# Math Scavenger Hunts: Simple Math Practice for the Classroom {with FREE Hunts!}

Could you use a simple classroom strategy that gets kids moving while also practicing and reviewing math skills? Try incorporating task card math scavenger hunts into your classroom and get more kids engaged in learning!

I am one of the lucky ones to have an eighty minute math block EVERY. SINGLE. DAY. But I quickly learned that my students could not spend those eighty minutes sitting in their seats. They needed to get up and MOVE, but I also still wanted them to engage in the math. Task Card Math Scavenger Hunts quickly solved this problem. My students love walking into my classroom and seeing the twenty-four task cards hung up around the room. They know that after our mini-lesson, they are in for a treat!

*This is a guest post from Paige at The Math Matrix

## How to Use a Math Scavenger Hunts in the Classroom:

Our task card scavenger hunts are a pack of twenty-four task cards that require students to solve problems while “hunting down” their next problem. All students start at a different card – this way, students can complete the activity without everyone being crowded around one single problem.

At each card, students will solve the math problem. After they record their answers on the recording sheet (in the correct box), they need to search the room for the solution, which brings them to the next card with a new problem to solve.

Your students will be going around the room to continue to solve and search for the next answer until they get back to the card they started at – this will ensure they got all of the answers correct!

If they end up at their starting card and yet have missed some problems, they know they’ve made a mistake somewhere.

Or if they can’t find their solution around the room, perhaps it’s because they don’t have the right solution!

Using the scavenger hunt setup, students can self-check and work together to correct mistakes.

## Four Benefits of Using Math Task Card Scavenger Hunts:

1. Get Students TALKING

I love when my students talk math in my classroom, and encourage discussions about solution strategies and helping each other with incorrect answers.

2. Get Students MOVING

I hang up my Task Card Scavenger Hunts all over my room and grade level hallway and have my students use their clipboards to get up and MOVE around!

3. Get Students IMMEDIATE FEEDBACK

The nature of Task Card Scavenger Hunts gives immediate feedback because if the student cannot find the answer on another card, they know that they made a mistake.

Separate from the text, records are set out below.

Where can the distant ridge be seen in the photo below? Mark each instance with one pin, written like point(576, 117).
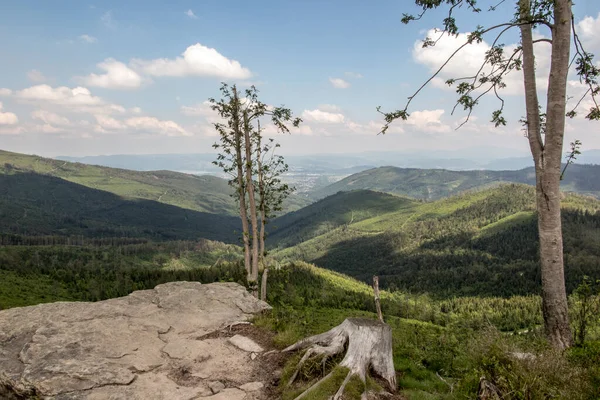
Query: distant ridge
point(433, 184)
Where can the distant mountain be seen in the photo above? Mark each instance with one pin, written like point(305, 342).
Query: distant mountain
point(332, 212)
point(33, 204)
point(480, 243)
point(338, 164)
point(199, 193)
point(432, 184)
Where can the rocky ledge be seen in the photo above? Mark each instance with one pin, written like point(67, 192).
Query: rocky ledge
point(152, 344)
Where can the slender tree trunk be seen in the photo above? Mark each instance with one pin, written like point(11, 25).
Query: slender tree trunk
point(241, 186)
point(377, 301)
point(262, 193)
point(263, 285)
point(253, 281)
point(547, 156)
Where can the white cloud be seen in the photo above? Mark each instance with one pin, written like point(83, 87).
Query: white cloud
point(322, 117)
point(145, 124)
point(78, 99)
point(196, 60)
point(36, 76)
point(329, 108)
point(7, 118)
point(339, 83)
point(50, 118)
point(428, 121)
point(588, 30)
point(117, 76)
point(108, 20)
point(47, 128)
point(354, 75)
point(87, 39)
point(191, 14)
point(201, 109)
point(154, 125)
point(468, 61)
point(106, 123)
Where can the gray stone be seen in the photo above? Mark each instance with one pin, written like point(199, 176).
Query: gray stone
point(228, 394)
point(216, 386)
point(246, 344)
point(141, 346)
point(252, 386)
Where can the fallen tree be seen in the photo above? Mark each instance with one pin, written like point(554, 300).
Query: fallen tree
point(369, 348)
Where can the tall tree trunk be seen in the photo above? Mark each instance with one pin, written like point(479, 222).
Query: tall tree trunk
point(547, 156)
point(262, 194)
point(253, 280)
point(241, 186)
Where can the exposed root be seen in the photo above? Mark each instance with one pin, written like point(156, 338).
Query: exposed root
point(369, 347)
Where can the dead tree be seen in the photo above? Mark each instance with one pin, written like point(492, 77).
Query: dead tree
point(369, 347)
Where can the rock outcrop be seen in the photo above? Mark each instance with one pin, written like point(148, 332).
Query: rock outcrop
point(152, 344)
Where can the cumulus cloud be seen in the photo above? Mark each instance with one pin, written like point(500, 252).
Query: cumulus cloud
point(36, 76)
point(428, 121)
point(191, 14)
point(198, 110)
point(468, 61)
point(7, 118)
point(588, 30)
point(117, 76)
point(329, 108)
point(339, 83)
point(154, 125)
point(145, 124)
point(108, 20)
point(87, 39)
point(196, 60)
point(50, 118)
point(353, 75)
point(78, 99)
point(323, 117)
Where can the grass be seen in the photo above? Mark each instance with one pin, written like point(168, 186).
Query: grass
point(198, 193)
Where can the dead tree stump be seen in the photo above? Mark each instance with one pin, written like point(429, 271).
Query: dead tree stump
point(369, 347)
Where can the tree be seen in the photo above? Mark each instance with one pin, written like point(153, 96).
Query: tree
point(242, 158)
point(544, 130)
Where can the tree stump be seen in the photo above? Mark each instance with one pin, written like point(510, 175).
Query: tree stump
point(369, 347)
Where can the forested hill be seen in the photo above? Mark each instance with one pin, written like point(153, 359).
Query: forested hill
point(478, 243)
point(199, 193)
point(36, 205)
point(433, 184)
point(341, 209)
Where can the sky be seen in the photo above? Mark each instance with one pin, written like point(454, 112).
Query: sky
point(84, 78)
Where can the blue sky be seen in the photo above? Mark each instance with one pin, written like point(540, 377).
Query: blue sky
point(87, 78)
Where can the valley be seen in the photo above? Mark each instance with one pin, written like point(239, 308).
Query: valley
point(450, 268)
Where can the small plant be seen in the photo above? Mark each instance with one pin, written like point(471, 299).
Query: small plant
point(585, 309)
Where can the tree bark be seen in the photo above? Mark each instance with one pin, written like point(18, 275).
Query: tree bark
point(547, 156)
point(369, 347)
point(253, 276)
point(263, 285)
point(377, 302)
point(240, 178)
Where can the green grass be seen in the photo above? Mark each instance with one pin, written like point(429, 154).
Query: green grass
point(19, 291)
point(476, 243)
point(433, 184)
point(205, 193)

While introducing this activity, I always make sure to discuss what might happen if we can’t find the answer and to circle back to the card they were working on to troubleshoot their solution.

4. Get Students HELP

When my students are working all over my room, I find it really frees up my time and I can move from student to student to give help to those who need it. I also found that this time is the best to pull small groups of students when I see them making the same mistakes or having the same question!